The Sword of Sabin

A discussion initiated by Katherine Haxton prompted me to check out ResearchBlogging.org and there I discovered the Virology Blog written by Vincent Racaniello. Vincent is a poliovirus researcher at Columbia University; I’d met him a few times while working on the same virus in Boston and it was nice to get back in touch.

Racaniello definitely qualifies as a senior blogger, being a Professor of Microbiology and a very eminent virologist. Astonishingly he has been running his virology blog since 2004. He even has a podcast! Shame on me for not noticing sooner.

On my first perusal I came across a fascinating post on letters Vincent had received from Albert Sabin, the pioneering developer of the oral poliovirus vaccine, a breakthrough that has spared hundreds of thousands the paralysing misery of poliomyelitis. Sabin was arguably a very great scientist, but from what I’ve read he could be, um, difficult. He had little regard for Jonas Salk, a “kitchen chemist” according to Sabin, who developed the rival killed polio vaccine. In fact there was little love lost between the two scientists and their spats have become the stuff of legend.

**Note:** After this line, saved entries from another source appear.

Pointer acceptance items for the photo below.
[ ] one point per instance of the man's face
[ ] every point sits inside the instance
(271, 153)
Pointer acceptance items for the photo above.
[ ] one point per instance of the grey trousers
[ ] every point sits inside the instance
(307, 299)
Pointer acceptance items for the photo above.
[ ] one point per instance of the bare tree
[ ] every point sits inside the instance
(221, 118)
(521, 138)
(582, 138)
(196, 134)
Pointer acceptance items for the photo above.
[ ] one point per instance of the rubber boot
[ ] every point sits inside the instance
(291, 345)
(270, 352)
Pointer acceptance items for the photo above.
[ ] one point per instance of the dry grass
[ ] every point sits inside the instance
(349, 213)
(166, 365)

Racaniello corresponded with Sabin in the ’80s and ’90s following his own breakthrough, the generation of an infectious clone of poliovirus. Some of the letters are a bit technical but they do give a real flavour of a great but acerbic man. One from 1991, composed in the 85 year old Sabin’s elegant longhand, gives a typical taste. He begins charmingly, disarmingly:

First of all, many thanks for your kind letter… (the sweet words were good medicine for an old man’s ego)…

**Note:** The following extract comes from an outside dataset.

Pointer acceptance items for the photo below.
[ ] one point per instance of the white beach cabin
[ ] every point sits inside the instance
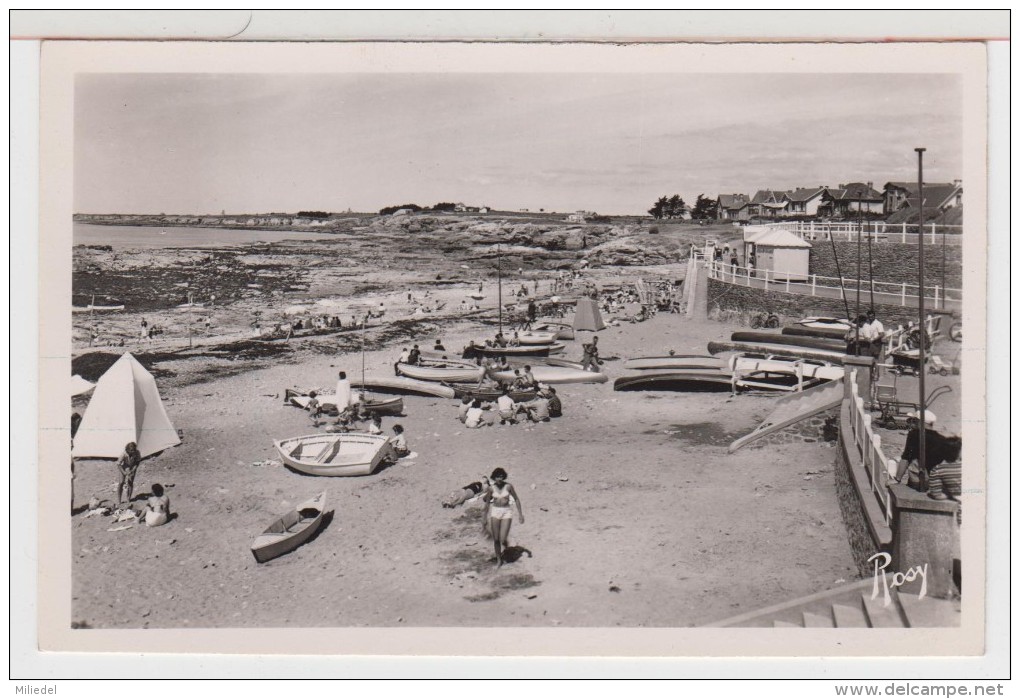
(781, 253)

But it is soon apparent that the old man’s ego has not been sufficiently assuaged. Quick as a flash he whips out his machete and starts hacking mercilessly:

It seems to me, that based on the statements in your recent publications, you have either read none of my publications having a bearing on the multiple quantitative phenotypic expressions of individual poliovirus particles… or, if you did, you didn’t learn anything from them…

The emphases reflect Sabin’s angry underlining—I can’t help thinking that he’d have made a wonderfully lively, if vitriolic, blogger! He continues to swipe and stab for another four closely scribed pages but—fortunately—Vincent was well able to defend himself. Or at least the wounds seemed to have healed! Check it out for yourself, if you dare.

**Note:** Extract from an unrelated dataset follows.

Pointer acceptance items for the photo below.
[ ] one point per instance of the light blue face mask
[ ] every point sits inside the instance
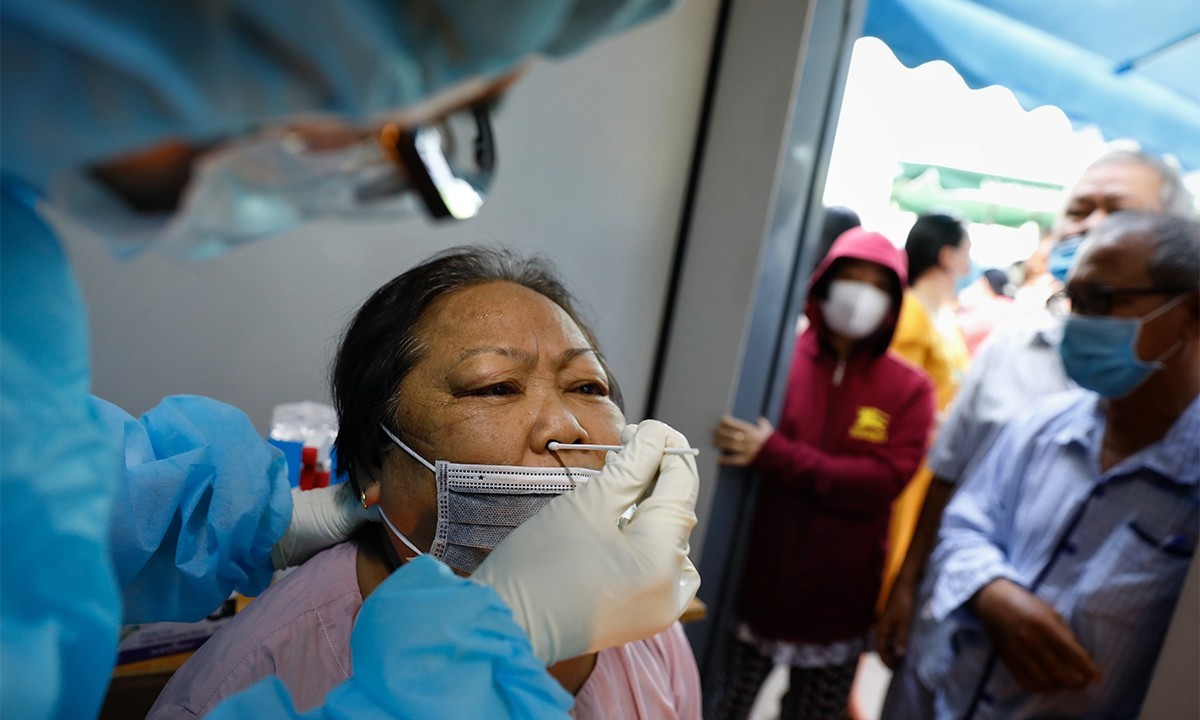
(1062, 257)
(1101, 353)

This entry was posted in Uncategorized. Bookmark the permalink.

4 Responses to The Sword of Sabin

  1. Jennifer Rohn says:

    Virologists are a nasty bunch, to be crossed at one’s peril. At least, that’s how it always seemed to me when I was one!

  2. Stephen Curry says:

    Ouch – put that knife down!
    I’ve met some very nice virologists (Vincent, for one). I don’t think there’s anything particular about the discipline of virology that draws out the darker side of human nature. Isaac Newton, I’m given to understand, was a bit of a git…

  3. Anna Kushnir says:

    Speaking as a virologist – a herpesvirologist, to be precise – I can say that there is some truth to the characterization. Herpesvirologists are known to eat their young. A quite common practice, really, in which you prevent your post-docs from becoming competition.
    That aside, so cool to know that Vincent Racaniello has a blog! I interviewed with him when I was looking for grad schools. I never knew he was so web-progressive. It would be great to find out what convinced him to start blogging… And then apply that to web-resistant researchers.

  4. Stephen Curry says:

    Dear oh dear, virologists are getting a bad press. I don’t think the attitudes and problems you mention are specific to virology. I have heard tell of some awful crystallographers…
    And yes, Vincent is very much at the cutting edge, Web2.0-wise (can’t believe I just wrote that). Not only does he have a blog and a podcast, but yesterday, he started a wiki. There’s an opening for someone to write the entry on herpesviruses…

Comments are closed.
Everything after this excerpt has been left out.